SatvikBeri commented on Jujutsu worktrees are convenient (2024)   shaddy.dev/notes/jj-workt... · Posted by u/nvader
rk06 · 7 days ago
wtf? it can diverge from git?

wasn't git compatibility it's main pro?

SatvikBeri · 6 days ago
You can still use git worktrees in a colocated repository. jj workspaces are a different, but similar capability that provide some extra features, at the cost of some others.
SatvikBeri commented on Jujutsu worktrees are convenient (2024)   shaddy.dev/notes/jj-workt... · Posted by u/nvader
fusslo · 7 days ago
I don't understand the workflow that makes JJ more useful than git. I dont think I've even had the idea of having multiple worktrees going at once. What is the use case? The author mentions being blocked by CI flow. Don't you have CI running on gitlab or github? just commit and push the branch and run CI. The author mentions stashing the changes, but like.. if you're running against CI, isn't it in a state that is commitworthy? I don't see how creating a worktree in a new folder and opening a new editor is more convenient than creating a branch at a certain commit.

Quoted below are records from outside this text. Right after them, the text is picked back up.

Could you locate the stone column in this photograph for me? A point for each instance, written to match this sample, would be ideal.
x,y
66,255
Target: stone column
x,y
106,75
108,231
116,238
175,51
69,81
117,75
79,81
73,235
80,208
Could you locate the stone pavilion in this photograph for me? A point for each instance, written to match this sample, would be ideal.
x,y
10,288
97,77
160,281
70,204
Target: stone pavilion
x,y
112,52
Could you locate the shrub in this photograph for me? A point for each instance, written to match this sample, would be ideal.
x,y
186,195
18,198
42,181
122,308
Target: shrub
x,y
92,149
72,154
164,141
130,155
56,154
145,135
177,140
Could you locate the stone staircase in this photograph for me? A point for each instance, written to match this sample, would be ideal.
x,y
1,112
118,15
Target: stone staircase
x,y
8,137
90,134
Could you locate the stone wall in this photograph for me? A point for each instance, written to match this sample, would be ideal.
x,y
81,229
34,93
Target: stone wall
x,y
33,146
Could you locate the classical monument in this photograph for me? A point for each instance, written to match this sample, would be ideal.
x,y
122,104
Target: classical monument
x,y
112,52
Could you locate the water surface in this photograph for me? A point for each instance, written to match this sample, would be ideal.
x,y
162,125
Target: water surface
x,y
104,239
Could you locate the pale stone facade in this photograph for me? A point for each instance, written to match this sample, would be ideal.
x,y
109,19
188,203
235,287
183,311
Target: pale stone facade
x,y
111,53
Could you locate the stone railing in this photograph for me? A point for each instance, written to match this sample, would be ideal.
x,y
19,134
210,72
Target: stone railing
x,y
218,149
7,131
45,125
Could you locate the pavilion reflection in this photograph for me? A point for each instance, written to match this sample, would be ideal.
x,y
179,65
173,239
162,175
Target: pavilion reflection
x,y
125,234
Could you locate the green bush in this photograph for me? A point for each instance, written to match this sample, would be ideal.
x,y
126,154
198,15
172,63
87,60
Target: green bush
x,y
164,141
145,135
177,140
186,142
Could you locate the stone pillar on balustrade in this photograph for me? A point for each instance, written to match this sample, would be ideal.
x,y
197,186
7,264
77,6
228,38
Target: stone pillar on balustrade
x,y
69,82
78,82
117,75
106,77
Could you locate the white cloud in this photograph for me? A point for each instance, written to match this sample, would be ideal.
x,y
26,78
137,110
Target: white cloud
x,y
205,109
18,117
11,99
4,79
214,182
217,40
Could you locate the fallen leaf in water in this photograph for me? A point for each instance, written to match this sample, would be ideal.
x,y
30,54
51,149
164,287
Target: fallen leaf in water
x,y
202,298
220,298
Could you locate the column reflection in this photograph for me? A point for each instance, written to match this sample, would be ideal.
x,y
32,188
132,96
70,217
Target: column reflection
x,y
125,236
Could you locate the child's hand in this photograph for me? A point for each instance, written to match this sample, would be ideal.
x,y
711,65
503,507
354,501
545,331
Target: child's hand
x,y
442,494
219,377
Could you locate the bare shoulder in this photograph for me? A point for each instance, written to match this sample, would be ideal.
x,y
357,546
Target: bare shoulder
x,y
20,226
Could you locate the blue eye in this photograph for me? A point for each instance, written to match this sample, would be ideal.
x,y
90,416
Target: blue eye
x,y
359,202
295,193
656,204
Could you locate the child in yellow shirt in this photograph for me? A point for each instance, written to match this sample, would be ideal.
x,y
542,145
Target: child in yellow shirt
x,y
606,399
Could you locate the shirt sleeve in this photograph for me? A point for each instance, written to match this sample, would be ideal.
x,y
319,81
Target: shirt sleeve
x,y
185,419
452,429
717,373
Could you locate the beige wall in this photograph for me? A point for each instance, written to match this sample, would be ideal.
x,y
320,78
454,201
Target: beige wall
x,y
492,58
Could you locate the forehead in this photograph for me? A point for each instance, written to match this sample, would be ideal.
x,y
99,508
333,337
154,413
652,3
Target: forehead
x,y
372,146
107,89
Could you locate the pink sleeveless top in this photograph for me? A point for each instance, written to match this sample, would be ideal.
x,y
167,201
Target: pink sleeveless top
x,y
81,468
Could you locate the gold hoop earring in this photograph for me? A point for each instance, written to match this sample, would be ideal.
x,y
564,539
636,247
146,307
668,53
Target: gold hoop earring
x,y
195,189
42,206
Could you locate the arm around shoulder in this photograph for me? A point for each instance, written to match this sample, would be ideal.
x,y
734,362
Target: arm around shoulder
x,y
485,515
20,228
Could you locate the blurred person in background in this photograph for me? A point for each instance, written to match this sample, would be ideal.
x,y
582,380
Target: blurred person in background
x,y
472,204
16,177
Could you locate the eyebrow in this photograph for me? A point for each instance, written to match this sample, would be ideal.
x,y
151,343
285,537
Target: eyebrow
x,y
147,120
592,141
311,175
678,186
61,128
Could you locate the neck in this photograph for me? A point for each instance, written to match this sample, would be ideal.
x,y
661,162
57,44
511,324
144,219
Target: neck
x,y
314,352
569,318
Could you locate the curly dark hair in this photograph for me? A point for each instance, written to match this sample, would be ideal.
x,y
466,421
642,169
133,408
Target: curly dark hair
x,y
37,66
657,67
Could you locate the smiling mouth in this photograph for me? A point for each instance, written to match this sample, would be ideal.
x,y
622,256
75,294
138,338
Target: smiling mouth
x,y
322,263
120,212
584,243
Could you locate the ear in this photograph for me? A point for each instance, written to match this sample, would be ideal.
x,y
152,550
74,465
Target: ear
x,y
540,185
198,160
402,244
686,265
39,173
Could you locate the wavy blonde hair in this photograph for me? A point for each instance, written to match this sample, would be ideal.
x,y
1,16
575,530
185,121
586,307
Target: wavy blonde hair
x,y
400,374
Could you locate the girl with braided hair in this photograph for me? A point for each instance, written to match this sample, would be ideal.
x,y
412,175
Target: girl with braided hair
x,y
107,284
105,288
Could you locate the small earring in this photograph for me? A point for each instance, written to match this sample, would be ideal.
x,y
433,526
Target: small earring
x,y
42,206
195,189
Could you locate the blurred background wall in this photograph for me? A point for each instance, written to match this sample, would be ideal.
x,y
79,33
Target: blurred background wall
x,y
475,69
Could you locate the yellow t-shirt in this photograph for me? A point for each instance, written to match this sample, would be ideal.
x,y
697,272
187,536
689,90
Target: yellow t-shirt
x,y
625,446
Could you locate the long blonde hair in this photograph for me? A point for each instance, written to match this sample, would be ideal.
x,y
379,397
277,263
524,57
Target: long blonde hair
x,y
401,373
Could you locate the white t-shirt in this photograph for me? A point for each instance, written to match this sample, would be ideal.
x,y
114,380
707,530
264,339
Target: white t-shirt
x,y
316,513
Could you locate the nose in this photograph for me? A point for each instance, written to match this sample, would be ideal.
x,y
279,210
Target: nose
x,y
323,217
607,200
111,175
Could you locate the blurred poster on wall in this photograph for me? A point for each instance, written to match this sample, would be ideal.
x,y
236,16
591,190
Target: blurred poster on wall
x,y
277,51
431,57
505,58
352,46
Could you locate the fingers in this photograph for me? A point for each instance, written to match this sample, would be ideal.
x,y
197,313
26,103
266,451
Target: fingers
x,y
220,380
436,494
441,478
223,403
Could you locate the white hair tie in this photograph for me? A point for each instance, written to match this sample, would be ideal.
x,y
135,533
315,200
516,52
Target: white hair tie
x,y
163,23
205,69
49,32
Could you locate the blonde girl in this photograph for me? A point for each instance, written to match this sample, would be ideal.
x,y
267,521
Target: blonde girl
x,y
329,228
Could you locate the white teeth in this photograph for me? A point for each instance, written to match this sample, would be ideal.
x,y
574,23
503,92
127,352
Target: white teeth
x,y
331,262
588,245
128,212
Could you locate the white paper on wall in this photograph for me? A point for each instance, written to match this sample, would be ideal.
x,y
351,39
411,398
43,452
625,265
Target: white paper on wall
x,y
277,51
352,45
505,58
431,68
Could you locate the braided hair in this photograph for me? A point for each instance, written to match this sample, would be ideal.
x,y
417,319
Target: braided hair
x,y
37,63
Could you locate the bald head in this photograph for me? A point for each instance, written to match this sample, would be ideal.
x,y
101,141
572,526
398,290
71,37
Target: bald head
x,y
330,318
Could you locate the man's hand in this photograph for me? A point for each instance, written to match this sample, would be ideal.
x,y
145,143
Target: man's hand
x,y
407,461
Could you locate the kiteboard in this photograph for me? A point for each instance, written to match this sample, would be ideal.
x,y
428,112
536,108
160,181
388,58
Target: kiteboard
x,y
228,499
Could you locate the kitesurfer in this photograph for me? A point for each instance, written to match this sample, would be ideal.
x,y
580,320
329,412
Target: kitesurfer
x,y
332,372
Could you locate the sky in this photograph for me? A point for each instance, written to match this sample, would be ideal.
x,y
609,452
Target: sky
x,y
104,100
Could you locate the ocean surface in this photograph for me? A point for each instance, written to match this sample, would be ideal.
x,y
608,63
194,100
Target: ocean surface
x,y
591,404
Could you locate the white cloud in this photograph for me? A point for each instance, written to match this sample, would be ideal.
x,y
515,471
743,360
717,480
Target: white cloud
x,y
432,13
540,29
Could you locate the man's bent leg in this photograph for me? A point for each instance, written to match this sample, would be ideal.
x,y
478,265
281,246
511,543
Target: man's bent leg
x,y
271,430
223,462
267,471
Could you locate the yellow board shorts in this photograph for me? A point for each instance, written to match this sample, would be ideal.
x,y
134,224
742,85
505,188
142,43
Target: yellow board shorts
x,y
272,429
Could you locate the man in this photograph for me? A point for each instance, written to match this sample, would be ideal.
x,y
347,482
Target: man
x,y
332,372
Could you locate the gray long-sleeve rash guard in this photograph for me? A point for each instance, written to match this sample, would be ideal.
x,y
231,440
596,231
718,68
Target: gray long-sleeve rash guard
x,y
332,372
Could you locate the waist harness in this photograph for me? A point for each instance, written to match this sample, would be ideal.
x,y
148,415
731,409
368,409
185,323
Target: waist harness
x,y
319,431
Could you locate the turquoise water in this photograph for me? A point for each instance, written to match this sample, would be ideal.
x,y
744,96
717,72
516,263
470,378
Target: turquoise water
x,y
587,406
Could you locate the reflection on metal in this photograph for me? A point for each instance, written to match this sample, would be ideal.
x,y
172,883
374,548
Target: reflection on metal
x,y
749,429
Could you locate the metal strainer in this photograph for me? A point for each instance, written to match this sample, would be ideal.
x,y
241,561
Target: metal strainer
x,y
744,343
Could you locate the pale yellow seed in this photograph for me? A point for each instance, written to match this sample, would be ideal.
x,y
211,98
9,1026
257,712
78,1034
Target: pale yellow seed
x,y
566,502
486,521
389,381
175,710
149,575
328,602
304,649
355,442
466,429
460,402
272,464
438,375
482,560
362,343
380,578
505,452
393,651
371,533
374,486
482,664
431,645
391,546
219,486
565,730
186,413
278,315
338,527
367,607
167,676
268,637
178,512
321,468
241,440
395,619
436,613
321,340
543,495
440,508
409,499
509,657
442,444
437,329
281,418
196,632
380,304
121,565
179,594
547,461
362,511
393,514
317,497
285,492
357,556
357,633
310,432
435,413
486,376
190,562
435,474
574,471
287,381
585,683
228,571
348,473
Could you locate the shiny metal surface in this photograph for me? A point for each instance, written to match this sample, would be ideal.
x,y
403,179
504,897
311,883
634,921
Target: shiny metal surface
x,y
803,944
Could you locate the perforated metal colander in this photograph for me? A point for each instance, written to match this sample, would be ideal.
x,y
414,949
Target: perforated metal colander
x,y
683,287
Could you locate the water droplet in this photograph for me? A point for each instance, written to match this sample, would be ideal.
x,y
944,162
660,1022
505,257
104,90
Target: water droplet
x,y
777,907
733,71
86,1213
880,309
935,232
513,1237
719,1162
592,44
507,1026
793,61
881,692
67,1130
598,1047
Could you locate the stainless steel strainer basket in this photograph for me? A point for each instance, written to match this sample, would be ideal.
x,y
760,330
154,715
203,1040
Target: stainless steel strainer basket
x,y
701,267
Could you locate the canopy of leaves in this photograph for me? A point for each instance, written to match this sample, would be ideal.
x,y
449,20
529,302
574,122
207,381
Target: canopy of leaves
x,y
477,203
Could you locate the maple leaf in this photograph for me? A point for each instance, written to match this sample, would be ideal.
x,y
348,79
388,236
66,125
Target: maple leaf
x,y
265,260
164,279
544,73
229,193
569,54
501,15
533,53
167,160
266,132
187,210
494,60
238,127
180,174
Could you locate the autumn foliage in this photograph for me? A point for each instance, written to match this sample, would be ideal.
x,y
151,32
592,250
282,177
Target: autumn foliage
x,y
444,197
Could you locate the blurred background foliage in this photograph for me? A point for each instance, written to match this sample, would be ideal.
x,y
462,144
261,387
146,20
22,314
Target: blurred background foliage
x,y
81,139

I can understand if you need to run a CI or unit tests locally. Is that it?

I am not attacking JJ, I genuinely can't understand its value in my current workflow.

SatvikBeri · 6 days ago
"When is jj useful" is a different question from "when are workspaces/git worktrees useful"

I find jj overall most useful for separating the concept of a machine-level commit history that saves every change from a human-readable commit history . jj has really nice tools for cleaning up your commits for review while still retaining all the mechanical changes in case you need to get more granular. (Of course, there are many other tools to do this, like magit – I just find jj to work best with my brain.)

Workspaces/worktrees are best when you have long-running tasks where the state of the disk is important. Local "CI" is a good example – kick off a long test run on one workspace while starting a new task in another. Another example these days is stuff with Agentic LLMs, e.g. I might create one workspace and ask Claude Code to do a deep investigation of why our AWS costs went up.

SatvikBeri commented on Synadia and TigerBeetle Pledge $512k to the Zig Software Foundation   tigerbeetle.com/blog/2025... · Posted by u/cratermoon
morkalork · 9 days ago
Can I hop in here and ask: As someone who hasn't done any systems programming in a decade, what would be more interesting to learn on the side, Zig or Rust? I've been in the Python world and seeing tools like uv and ruff, makes me biased towards Rust but Zig seems to be attracting a lot of hype recently?

Edit: Thank you all for your responses!

SatvikBeri · 9 days ago
I'm in a similar position, I want to learn both eventually but chose to start with Rust because it has several really strong-seeming (like the intro book, or Rust Atomics and Locks), while Zig doesn't have many books yet.
SatvikBeri commented on Most technical problems are people problems   blog.joeschrag.com/2023/1... · Posted by u/mooreds
_def · 9 days ago
> Build out what that tech debt is costing the company and the risk it creates

How to do that? Genuine question.

SatvikBeri · 9 days ago
If it's been around for a while, look at the last year's worth of projects and estimate the total delay caused by the specific piece of tech debt. Go through old Jira tickets etc. and figure out which ones were affected.

You don't need to be anywhere close to exact, it's just helpful to know whether it costs more like 5 hours a year or 5 weeks a year. Then you can prioritize tech debt along with other projects.